限界だったExcel管理から脱却し、事務作業の自動化で社員の定時退社と多校舎展開を実現
ノートス様 業務システム開発
OVERVIEW
ノートス様は新潟県内に複数校舎の塾を展開する会社です。現場のスタッフが事務作業に追われることなく、全力で生徒のサポートに向き合える環境づくりを目指し、個学習塾の事務作業の負担を大きく減らすため、生徒の授業・入退塾管理から、銀行連携による請求の自動化、保護者とのLINE連絡までを一元化した「学習塾向け基幹システム」を開発させていただきました。
ノートス様ホームページ
https://www.notes-japan.com/
「いつまでこの作業を続けるのか」多校舎展開を阻むExcel管理の壁

もともと私がパソコンや表計算ソフトが得意だったこともあって、独立した創業当初は、生徒の座席管理や授業管理、月謝の請求などをすべて自作のExcelファイルで運用していました。でも、校舎が3店舗に増えたあたりから、いよいよ手作業での管理に限界を感じるようになったんです。
ファイルはたくさんあるのにデータ同士が全然つながっていなくて。一つのデータをコピーして翌月分を作ったり、同じ生徒の名前をシステムごとに何度も打ち込んだり。特に年度替わりのタイミングは、すべてのデータを手作業で書き換えないといけなくて、本当に膨大な手間がかかっていました。
そのうち、現場のスタッフからも「いつまでこの作業を続けるんですか」という声が上がり始めて。今後さらに多校舎展開していくことを考えた時に、「もうExcel管理では対応できないな」と痛感し、本格的なシステム化の検討を始めました。
請求業務の大幅改善と、LINE連携による保護者からの満足度向上

システムを導入して、まず大きく変わったのが「請求関係」の業務です。基幹システムのデータから銀行に直接データを送れて、銀行から取り出したものをそのままシステムに入れれば、引き落とし関係の処理が全部完了するんです。問い合わせから入塾までの流れも一連で管理できるようになり、本当に言うことがありません。

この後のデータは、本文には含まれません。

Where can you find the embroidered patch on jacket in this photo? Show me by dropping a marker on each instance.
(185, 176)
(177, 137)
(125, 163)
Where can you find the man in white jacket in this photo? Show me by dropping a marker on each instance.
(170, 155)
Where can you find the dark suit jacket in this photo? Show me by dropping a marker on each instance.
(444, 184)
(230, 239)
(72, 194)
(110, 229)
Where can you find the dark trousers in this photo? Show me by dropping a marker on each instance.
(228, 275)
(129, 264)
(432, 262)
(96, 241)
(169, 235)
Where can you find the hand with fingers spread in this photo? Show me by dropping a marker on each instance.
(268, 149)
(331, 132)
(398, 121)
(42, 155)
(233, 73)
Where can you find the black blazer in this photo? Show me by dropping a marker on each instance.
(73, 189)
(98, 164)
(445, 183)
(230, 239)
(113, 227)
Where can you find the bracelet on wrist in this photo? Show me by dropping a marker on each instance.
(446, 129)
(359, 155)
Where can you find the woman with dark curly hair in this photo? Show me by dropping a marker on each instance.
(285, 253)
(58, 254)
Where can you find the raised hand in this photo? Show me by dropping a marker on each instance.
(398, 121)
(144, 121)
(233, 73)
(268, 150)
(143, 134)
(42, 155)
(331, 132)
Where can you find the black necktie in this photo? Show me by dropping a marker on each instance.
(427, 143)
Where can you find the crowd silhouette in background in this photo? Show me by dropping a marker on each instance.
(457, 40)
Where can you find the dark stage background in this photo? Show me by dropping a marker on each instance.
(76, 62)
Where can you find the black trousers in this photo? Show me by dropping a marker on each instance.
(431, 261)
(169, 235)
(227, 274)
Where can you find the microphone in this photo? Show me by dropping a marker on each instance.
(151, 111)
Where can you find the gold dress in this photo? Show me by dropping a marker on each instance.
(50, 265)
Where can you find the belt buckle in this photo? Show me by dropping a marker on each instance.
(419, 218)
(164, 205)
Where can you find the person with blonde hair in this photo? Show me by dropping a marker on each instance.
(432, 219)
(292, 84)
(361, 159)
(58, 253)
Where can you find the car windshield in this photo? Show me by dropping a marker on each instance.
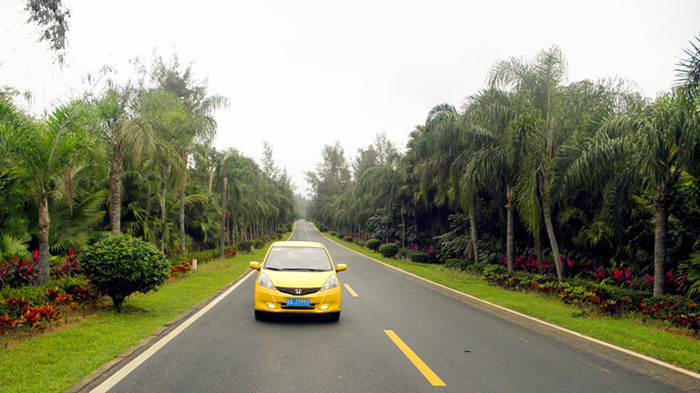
(298, 258)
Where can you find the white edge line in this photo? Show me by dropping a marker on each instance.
(126, 370)
(577, 334)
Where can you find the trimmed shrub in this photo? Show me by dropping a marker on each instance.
(418, 256)
(122, 265)
(678, 310)
(388, 250)
(373, 244)
(457, 263)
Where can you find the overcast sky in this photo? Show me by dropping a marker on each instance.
(303, 74)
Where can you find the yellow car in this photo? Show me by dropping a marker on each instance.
(297, 277)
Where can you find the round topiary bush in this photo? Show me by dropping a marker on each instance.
(388, 250)
(373, 244)
(122, 265)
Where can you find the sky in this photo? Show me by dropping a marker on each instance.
(301, 74)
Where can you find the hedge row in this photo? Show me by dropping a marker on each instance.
(679, 311)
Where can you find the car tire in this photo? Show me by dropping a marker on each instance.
(260, 315)
(334, 316)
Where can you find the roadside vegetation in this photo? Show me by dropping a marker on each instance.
(632, 330)
(53, 356)
(584, 181)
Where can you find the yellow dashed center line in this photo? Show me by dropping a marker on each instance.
(353, 293)
(420, 365)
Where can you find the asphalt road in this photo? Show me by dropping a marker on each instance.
(453, 346)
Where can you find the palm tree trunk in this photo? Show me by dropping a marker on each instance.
(115, 192)
(660, 249)
(182, 216)
(68, 178)
(223, 219)
(164, 171)
(211, 177)
(474, 235)
(538, 251)
(44, 221)
(546, 211)
(403, 227)
(510, 237)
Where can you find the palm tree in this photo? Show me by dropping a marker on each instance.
(540, 84)
(120, 133)
(201, 108)
(168, 118)
(47, 150)
(667, 137)
(495, 116)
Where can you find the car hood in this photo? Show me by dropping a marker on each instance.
(298, 279)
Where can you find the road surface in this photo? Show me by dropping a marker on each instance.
(396, 334)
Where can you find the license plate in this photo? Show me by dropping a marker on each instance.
(298, 302)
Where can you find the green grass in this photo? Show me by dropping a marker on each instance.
(54, 362)
(652, 338)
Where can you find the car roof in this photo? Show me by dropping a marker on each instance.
(298, 244)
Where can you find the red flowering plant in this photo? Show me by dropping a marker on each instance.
(70, 265)
(18, 272)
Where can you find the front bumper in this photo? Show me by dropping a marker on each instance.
(276, 302)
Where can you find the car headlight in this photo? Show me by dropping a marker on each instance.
(265, 282)
(331, 283)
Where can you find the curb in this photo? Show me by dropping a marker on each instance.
(84, 384)
(512, 315)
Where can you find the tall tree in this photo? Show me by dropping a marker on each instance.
(122, 136)
(45, 150)
(541, 83)
(171, 78)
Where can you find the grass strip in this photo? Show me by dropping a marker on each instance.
(53, 362)
(652, 338)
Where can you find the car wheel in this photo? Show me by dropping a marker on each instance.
(260, 315)
(334, 316)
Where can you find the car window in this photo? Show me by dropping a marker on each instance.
(298, 258)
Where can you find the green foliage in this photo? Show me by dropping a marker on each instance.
(389, 250)
(373, 244)
(678, 310)
(122, 265)
(259, 243)
(457, 263)
(420, 256)
(246, 246)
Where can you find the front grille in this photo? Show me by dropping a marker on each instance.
(304, 291)
(284, 307)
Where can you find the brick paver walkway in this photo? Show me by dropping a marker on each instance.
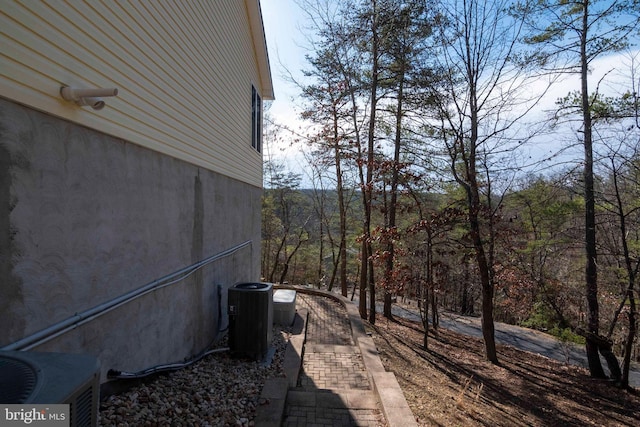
(333, 388)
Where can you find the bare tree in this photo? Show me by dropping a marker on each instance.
(568, 36)
(485, 100)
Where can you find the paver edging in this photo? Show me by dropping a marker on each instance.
(385, 384)
(274, 393)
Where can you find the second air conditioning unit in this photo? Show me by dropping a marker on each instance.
(250, 319)
(52, 378)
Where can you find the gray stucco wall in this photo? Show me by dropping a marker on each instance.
(85, 218)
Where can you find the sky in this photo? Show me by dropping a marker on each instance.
(284, 24)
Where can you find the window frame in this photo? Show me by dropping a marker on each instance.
(256, 119)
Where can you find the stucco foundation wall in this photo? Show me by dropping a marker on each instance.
(85, 218)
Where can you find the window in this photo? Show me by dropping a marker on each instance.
(256, 120)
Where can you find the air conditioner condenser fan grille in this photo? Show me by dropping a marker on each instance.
(18, 380)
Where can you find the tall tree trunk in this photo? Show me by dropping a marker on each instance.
(394, 200)
(591, 270)
(342, 251)
(367, 268)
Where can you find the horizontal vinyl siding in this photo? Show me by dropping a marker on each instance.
(183, 70)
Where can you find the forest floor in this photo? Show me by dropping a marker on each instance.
(451, 383)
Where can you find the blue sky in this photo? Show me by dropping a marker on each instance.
(284, 23)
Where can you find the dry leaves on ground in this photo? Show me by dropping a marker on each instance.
(451, 383)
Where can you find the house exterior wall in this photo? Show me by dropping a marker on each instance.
(183, 70)
(95, 204)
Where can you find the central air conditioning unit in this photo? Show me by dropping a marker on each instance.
(52, 378)
(250, 319)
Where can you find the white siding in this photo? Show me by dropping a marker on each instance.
(184, 72)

また、保護者の方とのやり取りも大きく変わりました。入会面談の時に「公式LINEから授業の日程確認や振替申請が簡単にできますよ」と説明すると、皆さん驚かれて「便利ですね」と言ってくださいます。気軽に連絡できる分、LINEでのご相談件数が増えるという新たな課題もありますが、コミュニケーションは圧倒的に取りやすくなりました。
業界の常識を覆す「定時退社」の実現と教務への注力

間違いなく事務作業が減ったことで、一番の変化は「社員の帰る時間が早くなったこと」です。塾業界は、夜遅くまで残業して帰るのが遅いことで有名ですが、今はうちの社員の半分は定時に帰っています。以前は夜の10時15分に帰れるなんて考えられませんでした。

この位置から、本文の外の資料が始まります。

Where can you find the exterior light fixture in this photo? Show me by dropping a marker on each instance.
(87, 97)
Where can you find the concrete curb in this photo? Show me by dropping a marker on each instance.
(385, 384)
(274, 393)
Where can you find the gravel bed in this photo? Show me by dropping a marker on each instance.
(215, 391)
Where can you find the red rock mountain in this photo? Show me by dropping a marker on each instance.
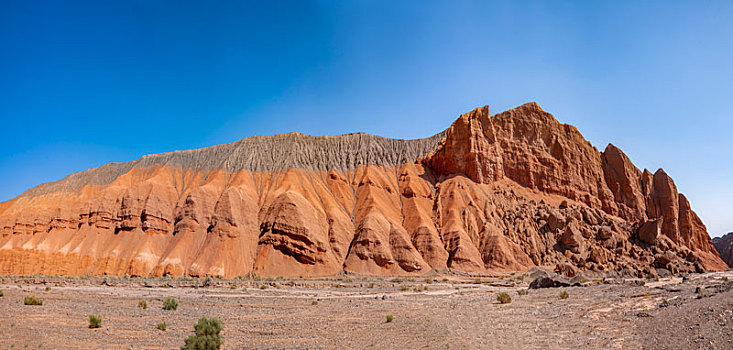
(491, 193)
(724, 246)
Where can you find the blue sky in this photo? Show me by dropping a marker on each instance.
(83, 83)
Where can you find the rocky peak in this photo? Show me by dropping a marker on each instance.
(505, 192)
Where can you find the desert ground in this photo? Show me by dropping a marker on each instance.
(351, 312)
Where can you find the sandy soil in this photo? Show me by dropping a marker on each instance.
(454, 312)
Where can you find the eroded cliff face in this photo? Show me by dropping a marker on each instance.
(724, 246)
(492, 193)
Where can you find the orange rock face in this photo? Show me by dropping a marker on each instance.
(724, 246)
(491, 193)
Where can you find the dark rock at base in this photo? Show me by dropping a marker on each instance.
(554, 282)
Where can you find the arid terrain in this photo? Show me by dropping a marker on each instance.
(347, 312)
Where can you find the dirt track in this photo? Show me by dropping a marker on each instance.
(350, 313)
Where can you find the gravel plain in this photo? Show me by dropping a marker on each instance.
(437, 312)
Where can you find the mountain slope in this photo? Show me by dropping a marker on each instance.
(503, 192)
(724, 246)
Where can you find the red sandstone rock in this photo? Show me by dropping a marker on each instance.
(724, 246)
(491, 193)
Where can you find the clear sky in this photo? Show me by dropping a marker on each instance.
(83, 83)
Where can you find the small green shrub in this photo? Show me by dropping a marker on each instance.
(95, 321)
(207, 335)
(503, 298)
(32, 301)
(170, 304)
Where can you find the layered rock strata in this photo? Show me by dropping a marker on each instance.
(491, 193)
(724, 246)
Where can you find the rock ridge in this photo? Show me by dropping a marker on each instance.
(506, 192)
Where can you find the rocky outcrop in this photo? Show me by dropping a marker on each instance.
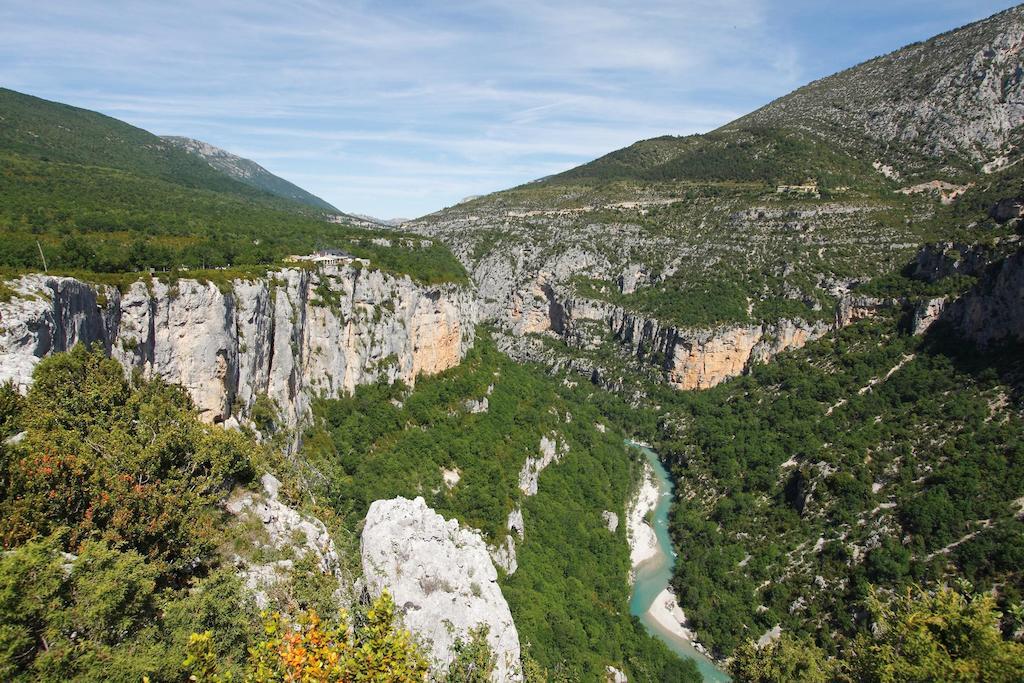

若手の社員たちもシステムをしっかり使いこなしてくれていて、「仕事がすごく早くなりました」と喜んでくれています。事務作業の時間が空いた分、教務面など本来の生徒サポートにしっかり力を入れられるようになったのは、経営的にも非常に大きなプラスです。
手厚いサポート体制とデータ活用を見据えた今後の展望
開発期間中、イメージを伝えた時に返してくれるものがすごく分かりやすくて、話が早かったのには助けられました。変な時間にメッセージを送ってもすぐに対応していただけて、申し訳ないくらいレスポンスが良かったです。
今後の展望としては、やはり多校舎展開を進めていく予定です。現在のシステムがあるおかげで、本部機能を強化し、短期間で新しい校舎を出店できる体制が整いました。少子化で塾が淘汰される時代ですが、大手が旧式のやり方をしている中で、私たちはITシステムを武器に競争優位性を築けると思っています。

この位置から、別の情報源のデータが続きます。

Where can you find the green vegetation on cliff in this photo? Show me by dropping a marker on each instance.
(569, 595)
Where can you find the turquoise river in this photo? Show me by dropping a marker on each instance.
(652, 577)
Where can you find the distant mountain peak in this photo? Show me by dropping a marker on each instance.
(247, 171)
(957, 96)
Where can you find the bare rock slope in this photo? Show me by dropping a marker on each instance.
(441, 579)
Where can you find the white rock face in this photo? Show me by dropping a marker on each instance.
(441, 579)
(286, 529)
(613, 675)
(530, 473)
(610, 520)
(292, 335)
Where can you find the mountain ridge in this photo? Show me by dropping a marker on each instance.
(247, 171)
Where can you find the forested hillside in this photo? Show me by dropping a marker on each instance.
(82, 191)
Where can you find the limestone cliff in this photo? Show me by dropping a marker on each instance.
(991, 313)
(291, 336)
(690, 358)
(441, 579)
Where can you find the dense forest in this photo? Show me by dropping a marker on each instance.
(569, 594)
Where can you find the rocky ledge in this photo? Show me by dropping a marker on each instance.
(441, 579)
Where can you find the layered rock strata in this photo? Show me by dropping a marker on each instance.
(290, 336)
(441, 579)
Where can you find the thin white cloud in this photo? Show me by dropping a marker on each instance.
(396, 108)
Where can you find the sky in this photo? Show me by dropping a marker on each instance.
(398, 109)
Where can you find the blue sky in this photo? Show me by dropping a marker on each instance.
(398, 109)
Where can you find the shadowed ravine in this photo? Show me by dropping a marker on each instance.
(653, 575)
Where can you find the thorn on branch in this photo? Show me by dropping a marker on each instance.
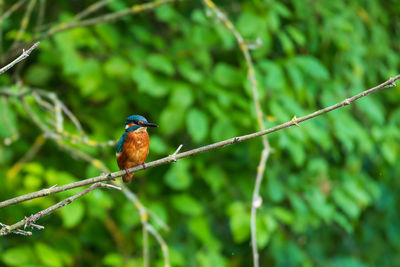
(172, 157)
(111, 186)
(294, 120)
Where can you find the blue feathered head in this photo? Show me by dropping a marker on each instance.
(140, 121)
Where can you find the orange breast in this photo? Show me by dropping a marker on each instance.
(134, 151)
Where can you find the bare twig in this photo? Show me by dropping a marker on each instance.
(28, 221)
(244, 47)
(24, 22)
(104, 18)
(25, 54)
(17, 231)
(90, 9)
(112, 176)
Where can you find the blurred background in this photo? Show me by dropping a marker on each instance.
(330, 191)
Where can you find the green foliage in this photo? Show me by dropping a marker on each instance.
(330, 192)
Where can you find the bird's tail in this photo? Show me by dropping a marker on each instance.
(128, 177)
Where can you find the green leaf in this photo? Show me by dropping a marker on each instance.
(171, 120)
(117, 67)
(313, 67)
(223, 129)
(8, 120)
(160, 63)
(197, 124)
(113, 259)
(201, 229)
(72, 214)
(227, 75)
(47, 255)
(239, 222)
(214, 177)
(182, 96)
(178, 176)
(18, 256)
(189, 72)
(187, 204)
(147, 83)
(38, 75)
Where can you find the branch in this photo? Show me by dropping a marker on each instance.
(29, 221)
(90, 9)
(25, 54)
(259, 114)
(169, 159)
(104, 18)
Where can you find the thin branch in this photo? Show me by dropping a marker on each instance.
(28, 221)
(244, 47)
(24, 22)
(112, 176)
(25, 54)
(256, 203)
(104, 18)
(16, 231)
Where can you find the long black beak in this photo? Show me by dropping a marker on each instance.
(148, 124)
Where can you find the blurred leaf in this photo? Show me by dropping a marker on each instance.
(47, 255)
(239, 222)
(160, 63)
(18, 256)
(187, 204)
(113, 259)
(200, 228)
(223, 129)
(178, 176)
(197, 124)
(72, 214)
(226, 75)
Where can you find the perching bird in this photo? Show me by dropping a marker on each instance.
(133, 146)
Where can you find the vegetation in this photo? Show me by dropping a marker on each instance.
(329, 195)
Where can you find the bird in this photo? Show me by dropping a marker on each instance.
(133, 146)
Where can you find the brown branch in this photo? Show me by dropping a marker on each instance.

今後は、まだ一部で残っているスプレッドシートの管理をすべて基幹システムに移行して完全な一元管理を目指したいですね。さらに、蓄積したデータを活用して、社員の評価・報酬システムを数字ベースで確立したり、生徒の休会兆候を自動検知したりと、AIやデータ分析を活用した次世代の塾経営を実現していきたいと考えています。